The Fonterra agreement follows an earlier one made with NZ Steel, which will deliver 1.17 million tonnes of CO2 equivalent cuts, 2.69 per cent of the total emissions reductions required in New Zealand’s second emissions budget between 2026 and 2030.
These co-investments with big private sector companies will make a small reduction in the target.
But even with the Government’s Emissions Reduction Plan, New Zealand is still very short indeed of achieving the promise it made to cut emissions by 147 million tonnes in the 2020s.
The answer is for both Labour and National to put aside allegations of “corporate welfare” and “crony capitalism” and invest large to achieve the targets. Particularly in transport and agribusiness.
Other countries, notably China with its major investments in EVs and solar power, are achieving major reductions.
The United States passed the Inflation Reduction Act last year — the most significant climate legislation in US history — to offer funding, programmes and incentives to accelerate the transition to a clean energy economy.

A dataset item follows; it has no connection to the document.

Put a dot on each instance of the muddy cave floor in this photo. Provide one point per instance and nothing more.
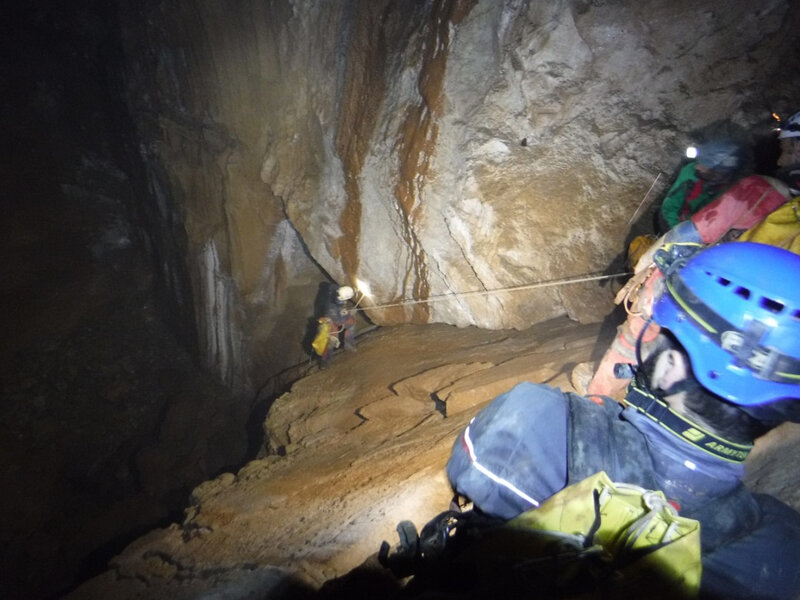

There are significant opportunities in the transtasman arena.
Hipkins has foreshadowed further changes to the Emissions Trading Scheme, to take account of the Climate Change Commission’s advice to ensure the scheme is priced appropriately and incentivises effective climate action.
“We can’t simply plant the whole country in exotic forests and pretend that we have done our bit to tackle the challenge.”
The existential crisis which the Prime Minister alluded to this week is such that we now need to invest in major change to reduce emissions here, protect our major export earner agriculture, explore gene-editing and grow new greentech industries for the future.
Free-riding by buying phantom offshore credits is not the answer for New Zealand.